Enfin, c'est encore Monsieur Somers qui se trouve à l'origine de l'arrestation de Rocco lorsqu'il découvre que sa fille a été violée. En dépit de la moindre preuve et, sans doute, contre le témoignage même d'Helena, il porte plainte contre le jeune homme, arguant du fait qu'il empoisonne la vie de sa fille depuis toujours. L'épicier n'hésite donc pas à mentir délibérément aux autorités, voyant là une occasion de se débarrasser définitivement de Rocco, sans aucun égard pour les conséquences qu'une telle accusation aura pour lui mais aussi pour sa propre fille. Bien que la mauvaise foi de Monsieur Somers ne soit pas particulièrement mise en évidence dans le film de Stijn Coninx, il n'en reste pas moins qu'une fois encore, il a adopté vis-à-vis de Rocco une conduite extrêmement agressive motivée par ses seuls sentiments xénophobes.
Dans la première partie du film, qui relate les premiers mois de Rocco en Belgique, on remarque d'autre part que les enfants immigrés ne sont pas épargnés par leurs nouveaux camarades, qui s'en moquent volontiers et mettent du temps à les appeler par leur prénom. En classe, Rocco est appelé «l'Italien», comme s'il n'avait d'autre identité que son identité nationale et n'existait pas lui-même en tant qu'individu. Un peu plus tard, un élève le traitera de «macaroni», colportant un stéréotype voulant que les Italiens se nourrissent exclusivement de pâtes. Enfin, devant l'épicerie, un gamin l'apostrophe en l'appelant «le Tsigane», révélant à la fois un amalgame — tous les étrangers sont des Tsiganes et donc, les Italiens sont des Tsiganes — et un préjugé tenace qui veut que les gens du voyage représentent un danger pour la population locale, qui les considère comme des vagabonds, des «voleurs de poules» ou même des «voleurs d'enfants», des profiteurs incapables de s'installer pour travailler… autrement dit comme l'ennemi numéro un.

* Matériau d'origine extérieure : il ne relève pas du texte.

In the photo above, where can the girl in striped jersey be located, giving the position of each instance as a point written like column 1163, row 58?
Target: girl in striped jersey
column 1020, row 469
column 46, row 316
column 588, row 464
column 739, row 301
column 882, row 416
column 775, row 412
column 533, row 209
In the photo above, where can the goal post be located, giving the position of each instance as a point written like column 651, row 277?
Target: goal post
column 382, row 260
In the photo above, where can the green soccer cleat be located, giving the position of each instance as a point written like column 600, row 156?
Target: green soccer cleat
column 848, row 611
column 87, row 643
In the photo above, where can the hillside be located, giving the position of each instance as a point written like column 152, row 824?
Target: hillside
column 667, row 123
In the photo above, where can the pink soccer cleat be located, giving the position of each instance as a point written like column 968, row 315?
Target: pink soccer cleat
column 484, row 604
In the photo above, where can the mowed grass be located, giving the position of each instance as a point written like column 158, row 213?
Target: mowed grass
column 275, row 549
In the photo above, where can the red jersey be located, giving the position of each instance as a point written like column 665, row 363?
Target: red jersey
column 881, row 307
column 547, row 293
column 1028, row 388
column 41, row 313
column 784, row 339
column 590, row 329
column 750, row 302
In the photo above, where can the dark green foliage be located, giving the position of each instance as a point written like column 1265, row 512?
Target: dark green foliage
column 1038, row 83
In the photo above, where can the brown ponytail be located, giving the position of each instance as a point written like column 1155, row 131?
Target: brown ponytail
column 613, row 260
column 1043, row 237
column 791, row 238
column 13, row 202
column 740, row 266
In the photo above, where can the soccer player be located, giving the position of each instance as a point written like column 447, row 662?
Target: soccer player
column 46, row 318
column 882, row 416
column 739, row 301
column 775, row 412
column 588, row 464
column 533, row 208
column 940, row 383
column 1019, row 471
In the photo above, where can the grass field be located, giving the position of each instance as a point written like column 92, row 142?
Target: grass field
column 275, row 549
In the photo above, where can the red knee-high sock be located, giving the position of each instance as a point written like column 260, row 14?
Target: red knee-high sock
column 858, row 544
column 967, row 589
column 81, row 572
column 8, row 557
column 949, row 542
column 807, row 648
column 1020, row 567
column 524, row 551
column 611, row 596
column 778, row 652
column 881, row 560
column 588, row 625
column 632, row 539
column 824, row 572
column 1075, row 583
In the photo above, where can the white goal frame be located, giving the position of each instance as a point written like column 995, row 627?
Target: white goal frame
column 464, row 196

La première situation du film montrant que les Italiens subissent une discrimination relève du décor dans lequel ils évoluent: des baraquements entourés de boue, sommairement aménagés en habitations exiguës, insalubres, dépourvues de gaz, d'électricité et de sanitaires. Ces baraquements sont en réalité d'anciens camps de prisonniers construits autour des charbonnages par les Allemands, qui y hébergeaient des soldats russes occupés aux travaux de la mine. À la fin du conflit, les prisonniers allemands y ont remplacé les prisonniers russes, jusqu'à ce qu'ils soient eux-mêmes progressivement libérés. C'est ensuite à l'initiative du gouvernement belge que les immigrés italiens occuperont à leur tour les camps de prisonniers. En effet, le gouvernement a alors obligé les charbonnages à racheter les baraquements pour y installer temporairement les mineurs récemment immigrés. Dans le même temps, les autorités établissent un plan de construction de vingt-cinq mille logements, qui sera toutefois abandonné en 1948 pour des raisons d'ordre économique. Bien qu'aucun Belge de souche ne vive dans cette sorte de bidonville et qu'il existe une réelle ségrégation entre les deux populations, il faut cependant souligner que la séparation résulte moins d'une volonté d'isoler les populations d'origine étrangère que d'un manque de prévoyance et de véritable politique d'accueil en termes de logement, un domaine qui connaît par ailleurs à l'époque une crise sans précédent.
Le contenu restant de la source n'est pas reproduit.